Neuronal­ apoptosis induced by ischemia/reperfusion injury­ is considerably
reduced by systemic administration of ghrelin. Expression of apoptosis-related
molecules caspases 3 and 9 are suppressed by ghrelin, while caspase 8 remains­
unchanged. Neuronal damage induced by lipopolysaccharide­ (10 nM), glutamate
(100
mM), N-methyl­-D-aspartate (100 mM) or hydrogen peroxide­
(500
mM) is also attenuated by exogenous ghrelin [57]. All these studies
suggest that ghrelin may function as a survival factor to protect cortical
neurons in adult animals [57]. In the elegant study by Chung et al,
ghrelin was also reported­ to protect hypothalamic neurons [58] and cortical
neurons­ [59] from neuronal injury induced by ischemia. In addition, ghrelin
acts to reduce neuronal apoptosis provoked by oxygen-glucose deprivation in
cultured hypothalamic and cortical neurons. The anti-apoptotic­­ effect of
ghrelin occurs­ through the preservation of mitochondrial integrity.

Conclusion

The characteristics of ghrelin outlined in this review raise fascinating
questions on the potential role of this hormone during cell differentiation and
tissue develop­ment.
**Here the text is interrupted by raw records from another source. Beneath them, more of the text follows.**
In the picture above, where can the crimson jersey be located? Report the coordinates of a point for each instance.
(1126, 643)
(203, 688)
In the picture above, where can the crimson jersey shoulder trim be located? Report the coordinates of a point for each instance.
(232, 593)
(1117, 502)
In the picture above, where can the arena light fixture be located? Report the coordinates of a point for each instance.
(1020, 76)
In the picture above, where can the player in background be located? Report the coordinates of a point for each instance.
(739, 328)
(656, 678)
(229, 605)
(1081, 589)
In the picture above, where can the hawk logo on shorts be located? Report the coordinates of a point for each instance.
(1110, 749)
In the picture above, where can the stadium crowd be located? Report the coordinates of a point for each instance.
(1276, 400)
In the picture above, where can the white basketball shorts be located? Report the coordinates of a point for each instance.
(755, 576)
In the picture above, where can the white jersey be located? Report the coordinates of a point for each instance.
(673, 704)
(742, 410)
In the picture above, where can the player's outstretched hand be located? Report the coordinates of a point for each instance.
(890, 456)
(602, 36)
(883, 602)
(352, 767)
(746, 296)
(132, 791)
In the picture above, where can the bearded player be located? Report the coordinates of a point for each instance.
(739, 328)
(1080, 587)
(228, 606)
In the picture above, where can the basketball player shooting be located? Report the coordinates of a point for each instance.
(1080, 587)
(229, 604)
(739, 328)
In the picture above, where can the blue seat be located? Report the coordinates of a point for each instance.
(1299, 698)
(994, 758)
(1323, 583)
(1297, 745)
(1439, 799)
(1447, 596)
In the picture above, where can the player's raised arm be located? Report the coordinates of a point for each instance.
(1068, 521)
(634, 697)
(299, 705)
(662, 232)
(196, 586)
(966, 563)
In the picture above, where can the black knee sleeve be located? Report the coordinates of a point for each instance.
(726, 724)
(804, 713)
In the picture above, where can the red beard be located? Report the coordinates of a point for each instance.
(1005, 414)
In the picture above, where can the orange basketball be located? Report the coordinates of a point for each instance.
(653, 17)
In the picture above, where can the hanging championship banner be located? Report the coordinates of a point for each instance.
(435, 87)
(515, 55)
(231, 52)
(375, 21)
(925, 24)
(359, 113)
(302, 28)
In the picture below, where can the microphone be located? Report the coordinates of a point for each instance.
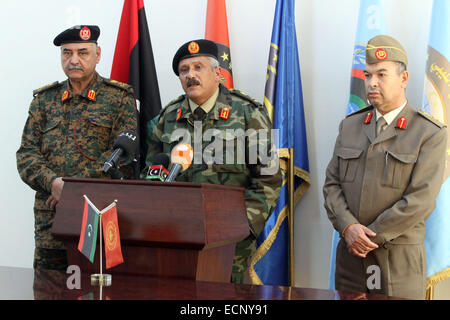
(181, 159)
(125, 143)
(157, 171)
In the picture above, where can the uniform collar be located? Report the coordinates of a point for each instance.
(90, 92)
(391, 115)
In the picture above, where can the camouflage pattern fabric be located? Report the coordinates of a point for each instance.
(218, 163)
(69, 135)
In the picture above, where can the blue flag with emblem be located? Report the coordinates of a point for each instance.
(370, 23)
(436, 102)
(284, 102)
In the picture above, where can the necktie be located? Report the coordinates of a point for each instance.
(381, 124)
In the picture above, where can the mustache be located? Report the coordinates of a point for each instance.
(73, 67)
(192, 81)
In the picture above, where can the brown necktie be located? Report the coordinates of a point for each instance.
(381, 124)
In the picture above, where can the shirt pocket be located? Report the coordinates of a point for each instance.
(51, 136)
(95, 135)
(398, 168)
(349, 160)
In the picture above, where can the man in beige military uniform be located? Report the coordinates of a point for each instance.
(382, 182)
Ghrelin may function as an important signal in co­ordinating
the energy status and cell differentiation in processes such as
b cell
development, neurogenesis and lineage deter­mination of mesenchymal stem cells.
Future studies will soon unravel the mystery surrounding the mechanism linking­
the metabolic function of ghrelin to growth and development.